Each year our city takes exorbitant measures to usher in a special rite in which many of its citizens can fully participate. Her shoes are polished and shining with no visible signs of wear (improved roads); her hair is shiny, glossy and neatly styled for everyone to admire (well-manicured lawns and roadsides).
Her hair barrettes of white, red, pink and green enhance her look (groomed azaleas, camellias and dogwoods); her curves remain smooth and sleek in all the right places, assuring an almost flawless flow of traffic, especially in the most significant parts of town.
Restaurants and hotels hire extra staff to adorn their businesses to accommodate the masses that will soon descend upon this mecca called the Masters Tournament.
The city now awaits an onslaught of those who will chase little white balls in search of the much coveted green jacket. These are not ordinary people who will deplane from their own private aircrafts. They will bring millions of dollars to our city, and for that we are truly grateful.

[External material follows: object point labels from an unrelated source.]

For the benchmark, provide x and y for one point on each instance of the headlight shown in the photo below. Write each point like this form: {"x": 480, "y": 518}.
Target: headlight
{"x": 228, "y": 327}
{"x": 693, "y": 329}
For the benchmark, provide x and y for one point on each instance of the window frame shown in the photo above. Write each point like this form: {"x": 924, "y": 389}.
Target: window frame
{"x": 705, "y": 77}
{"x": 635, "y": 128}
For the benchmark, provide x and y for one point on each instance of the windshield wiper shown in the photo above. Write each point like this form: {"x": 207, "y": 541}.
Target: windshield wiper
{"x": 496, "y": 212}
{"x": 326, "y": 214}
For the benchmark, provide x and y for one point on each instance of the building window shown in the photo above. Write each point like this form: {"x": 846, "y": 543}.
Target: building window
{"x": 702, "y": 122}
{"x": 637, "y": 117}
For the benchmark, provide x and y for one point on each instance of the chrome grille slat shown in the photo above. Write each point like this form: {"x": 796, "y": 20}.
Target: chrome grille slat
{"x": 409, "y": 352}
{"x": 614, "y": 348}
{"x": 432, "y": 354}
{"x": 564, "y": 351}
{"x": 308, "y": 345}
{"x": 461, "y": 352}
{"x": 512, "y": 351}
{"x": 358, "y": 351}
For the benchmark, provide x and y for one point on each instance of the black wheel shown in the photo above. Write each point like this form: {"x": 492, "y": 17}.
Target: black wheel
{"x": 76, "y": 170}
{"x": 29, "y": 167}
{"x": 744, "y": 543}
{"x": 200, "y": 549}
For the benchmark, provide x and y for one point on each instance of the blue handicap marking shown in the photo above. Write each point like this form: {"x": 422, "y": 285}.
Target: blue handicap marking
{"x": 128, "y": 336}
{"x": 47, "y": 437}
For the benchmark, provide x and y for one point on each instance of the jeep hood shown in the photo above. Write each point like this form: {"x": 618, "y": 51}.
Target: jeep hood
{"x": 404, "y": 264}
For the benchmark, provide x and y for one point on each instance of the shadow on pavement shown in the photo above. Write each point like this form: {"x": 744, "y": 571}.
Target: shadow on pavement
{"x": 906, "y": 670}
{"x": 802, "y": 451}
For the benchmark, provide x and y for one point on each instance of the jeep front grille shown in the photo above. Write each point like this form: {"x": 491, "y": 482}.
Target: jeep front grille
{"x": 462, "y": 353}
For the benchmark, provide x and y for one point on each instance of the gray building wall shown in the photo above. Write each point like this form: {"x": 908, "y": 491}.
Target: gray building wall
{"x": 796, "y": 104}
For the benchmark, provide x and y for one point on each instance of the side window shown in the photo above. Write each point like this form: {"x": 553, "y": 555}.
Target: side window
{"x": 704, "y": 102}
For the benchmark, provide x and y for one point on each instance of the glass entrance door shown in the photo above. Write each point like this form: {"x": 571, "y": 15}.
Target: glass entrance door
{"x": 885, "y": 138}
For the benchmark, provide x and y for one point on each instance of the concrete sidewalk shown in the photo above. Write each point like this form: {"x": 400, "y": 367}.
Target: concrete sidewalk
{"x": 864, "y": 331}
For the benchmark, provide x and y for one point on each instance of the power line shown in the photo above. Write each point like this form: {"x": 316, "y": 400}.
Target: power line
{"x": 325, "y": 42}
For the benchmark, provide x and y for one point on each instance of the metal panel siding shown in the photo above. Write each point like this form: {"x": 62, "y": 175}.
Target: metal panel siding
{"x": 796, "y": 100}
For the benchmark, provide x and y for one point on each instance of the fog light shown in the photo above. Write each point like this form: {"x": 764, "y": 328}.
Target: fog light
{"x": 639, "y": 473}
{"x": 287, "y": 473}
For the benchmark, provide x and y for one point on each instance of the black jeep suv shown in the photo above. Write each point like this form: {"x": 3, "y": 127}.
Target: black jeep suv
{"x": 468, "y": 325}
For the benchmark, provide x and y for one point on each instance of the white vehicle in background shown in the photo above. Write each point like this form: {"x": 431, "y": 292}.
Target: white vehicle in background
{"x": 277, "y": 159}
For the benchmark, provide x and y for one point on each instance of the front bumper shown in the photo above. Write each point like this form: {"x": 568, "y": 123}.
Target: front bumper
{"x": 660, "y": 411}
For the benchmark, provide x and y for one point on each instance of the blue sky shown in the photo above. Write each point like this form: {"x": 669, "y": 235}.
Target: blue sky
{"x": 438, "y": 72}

Meanwhile, those of us who are indirectly involved will carry on our normal duties as ordinary citizens. Some of us will benefit from the charitable donations from this annual event. Again, our deepest gratitude.
THERE IS ANOTHER need within our community that would benefit others even more. This investment would help improve the academic lives of many students who are in much need of academic self-improvement. Public education is now underfunded and is being ferociously attacked by politicians, the media and communities.
The BELL program — Building Educated Leaders for Life — is an outstanding program that operated after school and during the summer in some Richmond County schools. The BELL Foundation is a nonprofit organization that partners with local school systems for financial and fiscal support. Student scholars have made great strides, as measured by frequent assessments, including the Criterion-Referenced Competency Tests.
The program is in effect in six cities in the United States; how wonderful it would be if we could keep this program in this place that is filled with so much promise and hope. It targets at-risk scholars so they can achieve some measure of success, and possibly prevent them from a life of poor choices.
As a former teacher in this program, I saw how the extra help caused grades to improve. I knew that pupils had somewhere to go after school rather than hang out and possibly get into trouble. There was a genuine desire to lean more and to become better students.
THROUGH COLLABORATION and participation, I witnessed some self-esteem issues dissolve, as scholars became more confident in their abilities.
During the summer, I witnessed the excitement of these scholars as they learned non- academic skills through arts and crafts. Since many of these scholars were from single-parent homes, the presence of males in leadership positions was highly effective. Just their presence was a deterrent to adverse behavior. To quote a grandparent in my community, "It works, because I can see a difference in my grandson's progress."
I sincerely hope this program will be included among the area's much-needed charitable donations. An investment in education is vital for the future of all.
On a lighter note, I do enjoy hitting balls at the driving range. The fresh air, exercise and camaraderie are very therapeutic -- but the call of the Great Green Course so far this year continues to go unheeded.
Welcome to our fair city, golfers, families and fans!